Rimaneva soltanto quella febbrile eccitazione, in quell’appartamento al secondo piano, con la grande finestra, il campanello. E il nome Kirk.

 

Verso l’una di notte, cominciarono a sentirsi i primi rumori.

Fu inizialmente uno scalpiccio fuori dalla finestra. Erano due passi, due andature diverse ma simili: uno agitato e svelto, l’altro nervoso e più lento. Percorrevano Madison Street nella solitudine, nella notte e nel silenzio.

Dopo i passi, cominciarono i mormorii.

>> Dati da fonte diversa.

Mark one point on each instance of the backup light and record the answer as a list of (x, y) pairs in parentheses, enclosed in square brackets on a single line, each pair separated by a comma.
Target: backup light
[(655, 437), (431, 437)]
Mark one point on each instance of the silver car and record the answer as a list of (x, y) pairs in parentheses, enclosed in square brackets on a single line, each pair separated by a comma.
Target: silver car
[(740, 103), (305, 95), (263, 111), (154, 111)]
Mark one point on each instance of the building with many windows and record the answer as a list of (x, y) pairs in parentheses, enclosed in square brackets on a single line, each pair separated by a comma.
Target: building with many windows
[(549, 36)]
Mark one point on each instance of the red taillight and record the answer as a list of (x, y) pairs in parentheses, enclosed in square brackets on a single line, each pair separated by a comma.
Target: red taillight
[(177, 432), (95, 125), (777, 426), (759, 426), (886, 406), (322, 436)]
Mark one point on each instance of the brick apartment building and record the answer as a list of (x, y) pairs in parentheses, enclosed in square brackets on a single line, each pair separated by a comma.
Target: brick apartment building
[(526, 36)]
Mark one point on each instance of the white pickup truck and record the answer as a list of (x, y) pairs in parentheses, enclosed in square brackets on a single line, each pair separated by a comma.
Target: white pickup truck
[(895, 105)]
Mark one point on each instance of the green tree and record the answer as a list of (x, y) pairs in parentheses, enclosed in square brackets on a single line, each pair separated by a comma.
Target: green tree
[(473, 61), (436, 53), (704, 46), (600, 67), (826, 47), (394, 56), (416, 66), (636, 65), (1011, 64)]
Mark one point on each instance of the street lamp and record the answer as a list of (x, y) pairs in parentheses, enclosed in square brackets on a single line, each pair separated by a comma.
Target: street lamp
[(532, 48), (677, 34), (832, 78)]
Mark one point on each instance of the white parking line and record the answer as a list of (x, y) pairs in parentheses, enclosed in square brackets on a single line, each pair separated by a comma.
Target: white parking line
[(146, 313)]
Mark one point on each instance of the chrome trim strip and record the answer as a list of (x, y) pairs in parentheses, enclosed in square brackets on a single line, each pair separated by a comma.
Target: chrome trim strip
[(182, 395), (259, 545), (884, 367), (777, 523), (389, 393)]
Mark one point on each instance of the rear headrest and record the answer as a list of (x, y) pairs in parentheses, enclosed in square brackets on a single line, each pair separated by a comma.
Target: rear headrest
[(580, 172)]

Erano frasi spezzate e appena percettibili, risalivano la scala precedendo di poco i passi e precedendo di miglia le bocche da cui provenivano. Le voci si alternavano l’una all’altra, si sovrastavano e a volte interrompevano la loro cantilena.

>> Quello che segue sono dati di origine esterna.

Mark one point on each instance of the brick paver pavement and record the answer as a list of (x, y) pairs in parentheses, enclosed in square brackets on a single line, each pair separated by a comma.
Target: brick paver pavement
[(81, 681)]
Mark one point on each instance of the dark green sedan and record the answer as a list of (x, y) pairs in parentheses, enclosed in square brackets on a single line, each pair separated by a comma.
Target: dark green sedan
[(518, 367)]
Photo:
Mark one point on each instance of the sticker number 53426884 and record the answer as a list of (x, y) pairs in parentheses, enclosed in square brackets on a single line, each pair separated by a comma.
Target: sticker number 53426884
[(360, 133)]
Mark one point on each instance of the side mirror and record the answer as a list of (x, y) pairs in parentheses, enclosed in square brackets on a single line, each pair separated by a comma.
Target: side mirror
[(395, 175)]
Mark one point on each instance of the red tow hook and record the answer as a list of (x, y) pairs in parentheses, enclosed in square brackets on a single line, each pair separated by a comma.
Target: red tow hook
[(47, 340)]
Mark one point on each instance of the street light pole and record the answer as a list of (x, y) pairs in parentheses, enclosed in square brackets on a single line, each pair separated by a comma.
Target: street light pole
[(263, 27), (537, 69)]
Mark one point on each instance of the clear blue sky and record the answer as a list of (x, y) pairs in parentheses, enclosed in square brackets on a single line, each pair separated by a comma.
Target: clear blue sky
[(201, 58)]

Davanti alla porta dell’appartamento, arrivarono così due passi, due voci.

Due persone.

 

~

 

Aprì la porta con uno spintone, sfilando la chiave appena in tempo per non spaccarsi il polso.

Che fretta Dominic.

Lo tenni per me, ma avrei voluto dirglielo in faccia, tanto per vederlo arrossire alla luce dei lampioni che proveniva dalla grande finestra all’ingresso.

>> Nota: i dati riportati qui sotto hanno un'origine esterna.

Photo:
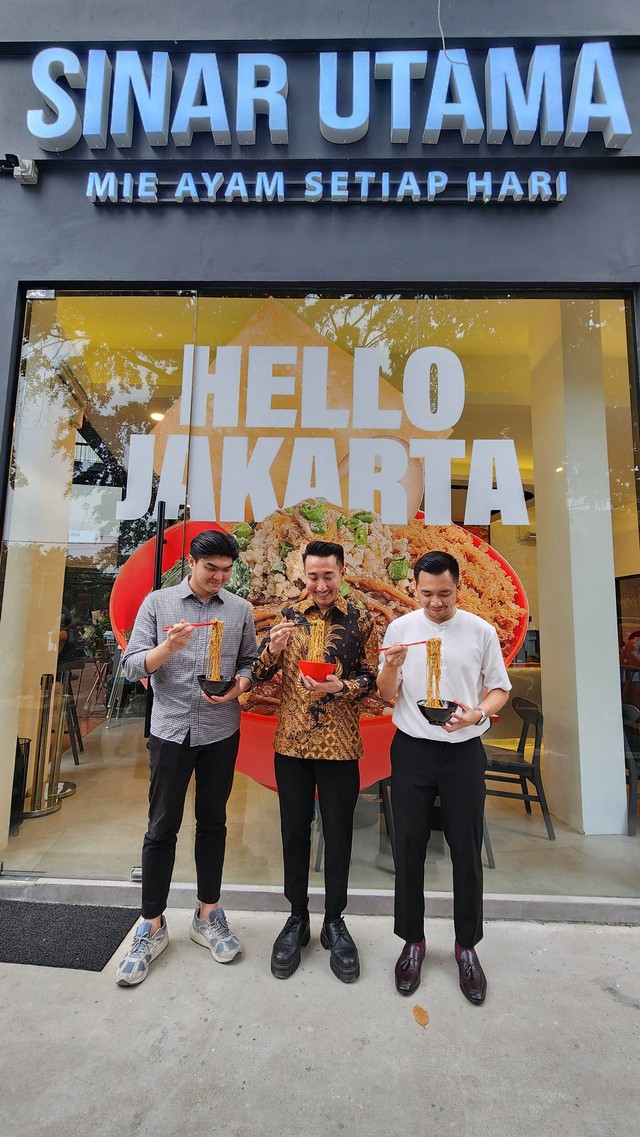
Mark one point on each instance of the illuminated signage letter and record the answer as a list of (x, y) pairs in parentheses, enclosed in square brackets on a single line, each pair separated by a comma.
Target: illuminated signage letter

Lo agguantai per i fianchi, strinsi con forza il suo bacino e lo feci aderire al mio.

Sentirlo mugolare mi mandò in fibrillazione, come sempre.

Riuscii a bestemmiare soltanto mentalmente – sapevo che non sopportava quel genere di cose. Ma era quello che di più eccitante potesse esistere, con quelle labbra carnose e rosse, consumate dai miei stessi baci, schiuse, e quella camicia alla moda aperta fino a scoprire il petto liscio.

Mi permisi un attimo per osservarlo, perché sapevo che poi non sarei stato più in grado di farlo, né di controllarmi.

Scesi con gli occhi dal suo mento alle sue spalle, dalle spalle al petto, dal petto all’ombelico, perfettamente rotondo, dall’ombelico al cavallo dei pantaloni, fin troppo stretto.

Sorrisi, constatando quale effetto provocavo in lui.

- Non mangiarmi con gli occhi; mangiami e basta.

La sua voce, bassa, raggiunse il basso ventre prima delle orecchie.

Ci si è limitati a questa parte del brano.